Antipholis von Syracus. Was meynst du damit?

Dromio von Syracus. Sapperment, Herr, sie ist das Küchen-Mensch und lauter Schmeer; ich wüßte nicht was man aus ihr machen könnte als eine Lampe, um bey ihrem eignen Licht vor ihr davon zu lauffen. Ich steh' euch dafür, ihre Lumpen und das Talg darinn, würden einen Lapländischen Winter lang brennen.

Antipholis.

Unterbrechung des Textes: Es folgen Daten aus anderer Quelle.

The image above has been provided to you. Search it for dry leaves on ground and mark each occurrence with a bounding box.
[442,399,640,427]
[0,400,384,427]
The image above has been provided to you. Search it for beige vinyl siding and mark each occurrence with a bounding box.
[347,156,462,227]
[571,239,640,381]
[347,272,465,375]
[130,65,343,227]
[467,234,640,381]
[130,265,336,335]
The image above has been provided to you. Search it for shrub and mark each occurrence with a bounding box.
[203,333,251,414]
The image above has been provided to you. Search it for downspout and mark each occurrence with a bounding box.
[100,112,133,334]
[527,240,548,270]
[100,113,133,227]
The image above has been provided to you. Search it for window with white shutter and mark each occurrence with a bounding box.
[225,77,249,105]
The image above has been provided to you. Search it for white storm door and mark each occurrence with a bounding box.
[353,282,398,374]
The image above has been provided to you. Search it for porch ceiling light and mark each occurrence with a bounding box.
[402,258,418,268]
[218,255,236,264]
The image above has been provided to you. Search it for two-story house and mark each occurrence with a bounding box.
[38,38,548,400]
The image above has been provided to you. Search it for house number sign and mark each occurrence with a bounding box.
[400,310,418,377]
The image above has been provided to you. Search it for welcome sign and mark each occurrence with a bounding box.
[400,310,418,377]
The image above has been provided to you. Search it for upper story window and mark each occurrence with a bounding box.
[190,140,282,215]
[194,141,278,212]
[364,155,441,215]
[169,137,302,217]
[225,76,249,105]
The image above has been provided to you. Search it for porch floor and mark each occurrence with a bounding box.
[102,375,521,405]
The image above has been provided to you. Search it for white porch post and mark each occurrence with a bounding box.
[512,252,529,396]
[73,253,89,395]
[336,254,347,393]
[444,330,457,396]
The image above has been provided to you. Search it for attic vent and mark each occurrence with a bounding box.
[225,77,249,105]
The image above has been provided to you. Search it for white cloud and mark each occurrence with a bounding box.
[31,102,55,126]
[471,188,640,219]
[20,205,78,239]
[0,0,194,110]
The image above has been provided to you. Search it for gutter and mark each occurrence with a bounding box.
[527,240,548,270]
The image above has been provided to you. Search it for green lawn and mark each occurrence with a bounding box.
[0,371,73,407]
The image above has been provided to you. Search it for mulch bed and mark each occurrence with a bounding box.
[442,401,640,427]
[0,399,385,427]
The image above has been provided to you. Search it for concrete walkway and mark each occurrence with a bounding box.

Wie heißt sie?

Dromio von Syracus. Nell, Herr--Aber ihr Name, Herr, und drey Viertel, (das ist eine Ell und drey Viertel,) reichte noch lange nicht zu, sie von einer Hüfte zur andern auszumessen.

Antipholis. Sie ist also räsonnabel breit?

Dromio von Syracus. Nicht länger vom Kopf zum Fuß als von einer Hüfte zur andern; sie ist rund wie ein Globus: Ich wollte Länder auf ihr finden.

Antipholis. Wo wolltest du zum Exempel Irrland finden?

Dromio von Syracus*. {ed.-* Der Leser wird uns vielleicht eher verzeihen, daß wir ihm die Antwort des Dromio schuldig bleiben, als daß wir ihn und uns bereits mit so vielen andern albernen Possen, wovon dieses Stük wimmelt, geplagt haben.